After terror, moms’ stress affects kids
By Ben Harder
Infants born to women who developed posttraumatic stress disorder during pregnancy have, as their mothers do, unusually low concentrations of the hormone cortisol, researchers have found. That could partly explain why such children themselves face a high risk of developing the disorder, called PTSD.
Psychiatrist Rachel Yehuda of the Bronx Veterans Affairs Medical Center in New York and her colleagues studied 38 women who were pregnant on Sept. 11, 2001, and narrowly escaped that day’s terrorist attacks on the World Trade Center. The researchers obtained saliva samples from each woman and each child when the children were 1 year old. The researchers also tested the mothers for PTSD.

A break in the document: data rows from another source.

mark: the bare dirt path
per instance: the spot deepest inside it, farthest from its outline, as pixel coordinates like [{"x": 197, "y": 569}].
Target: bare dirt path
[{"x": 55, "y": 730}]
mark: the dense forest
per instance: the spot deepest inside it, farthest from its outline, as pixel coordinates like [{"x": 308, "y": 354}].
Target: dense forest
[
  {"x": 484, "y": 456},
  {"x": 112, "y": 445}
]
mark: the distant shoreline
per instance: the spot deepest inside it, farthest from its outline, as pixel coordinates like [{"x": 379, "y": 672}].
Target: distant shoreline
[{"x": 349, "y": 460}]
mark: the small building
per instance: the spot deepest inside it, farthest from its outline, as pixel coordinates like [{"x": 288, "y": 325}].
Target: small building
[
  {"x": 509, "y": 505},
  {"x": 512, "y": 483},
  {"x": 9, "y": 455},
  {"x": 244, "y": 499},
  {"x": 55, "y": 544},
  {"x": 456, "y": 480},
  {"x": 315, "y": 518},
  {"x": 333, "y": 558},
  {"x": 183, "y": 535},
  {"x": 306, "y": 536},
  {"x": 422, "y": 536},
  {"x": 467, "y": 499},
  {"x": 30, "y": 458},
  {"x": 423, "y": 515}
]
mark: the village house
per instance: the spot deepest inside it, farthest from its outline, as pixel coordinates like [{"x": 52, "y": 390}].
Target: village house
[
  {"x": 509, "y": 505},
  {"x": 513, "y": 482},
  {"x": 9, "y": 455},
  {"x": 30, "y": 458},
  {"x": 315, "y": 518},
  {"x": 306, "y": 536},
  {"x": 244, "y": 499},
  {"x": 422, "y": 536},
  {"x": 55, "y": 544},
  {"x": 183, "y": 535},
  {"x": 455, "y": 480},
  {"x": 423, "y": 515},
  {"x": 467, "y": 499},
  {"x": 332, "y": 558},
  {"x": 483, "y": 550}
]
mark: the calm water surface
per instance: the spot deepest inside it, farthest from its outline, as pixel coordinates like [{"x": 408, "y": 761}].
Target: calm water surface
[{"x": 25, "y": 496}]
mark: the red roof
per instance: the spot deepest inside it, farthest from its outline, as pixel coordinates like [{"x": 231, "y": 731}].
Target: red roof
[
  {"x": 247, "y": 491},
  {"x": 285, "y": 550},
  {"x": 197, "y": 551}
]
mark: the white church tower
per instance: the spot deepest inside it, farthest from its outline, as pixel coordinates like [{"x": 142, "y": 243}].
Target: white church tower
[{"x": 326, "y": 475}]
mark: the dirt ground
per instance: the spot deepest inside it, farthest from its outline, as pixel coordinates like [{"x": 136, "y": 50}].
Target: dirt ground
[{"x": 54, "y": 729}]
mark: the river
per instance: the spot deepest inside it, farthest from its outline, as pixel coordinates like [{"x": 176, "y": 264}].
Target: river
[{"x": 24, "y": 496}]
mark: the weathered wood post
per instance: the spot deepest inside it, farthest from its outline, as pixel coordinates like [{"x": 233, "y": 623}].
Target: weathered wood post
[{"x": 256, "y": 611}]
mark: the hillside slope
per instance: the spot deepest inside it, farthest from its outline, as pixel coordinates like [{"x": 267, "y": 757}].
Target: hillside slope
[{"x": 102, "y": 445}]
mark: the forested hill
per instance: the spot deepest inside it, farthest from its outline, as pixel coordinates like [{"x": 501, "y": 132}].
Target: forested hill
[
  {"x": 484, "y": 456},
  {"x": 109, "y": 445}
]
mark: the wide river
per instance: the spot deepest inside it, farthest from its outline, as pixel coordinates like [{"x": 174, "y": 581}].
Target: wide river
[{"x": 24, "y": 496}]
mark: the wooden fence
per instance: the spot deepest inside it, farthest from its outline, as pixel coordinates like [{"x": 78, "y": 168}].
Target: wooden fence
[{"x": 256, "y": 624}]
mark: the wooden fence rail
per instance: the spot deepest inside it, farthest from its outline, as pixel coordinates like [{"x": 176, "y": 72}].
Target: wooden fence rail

Women with the most-severe PTSD symptoms had infants with the lowest cortisol concentrations, and women free of the disorder had children with the most cortisol, the researchers report in the July Journal of Clinical Endocrinology & Metabolism.
Past research has suggested that children can develop low concentrations of cortisol, a stress-response hormone, because of neglectful or abusive parenting. Yehuda’s team notes that poor parenting might be common in families affected by PTSD. But according to the researchers, the new finding hints that genetic or prenatal influences are also important, since the link between maternal PTSD and children’s cortisol concentrations showed up before bad parenting could have taken its full toll.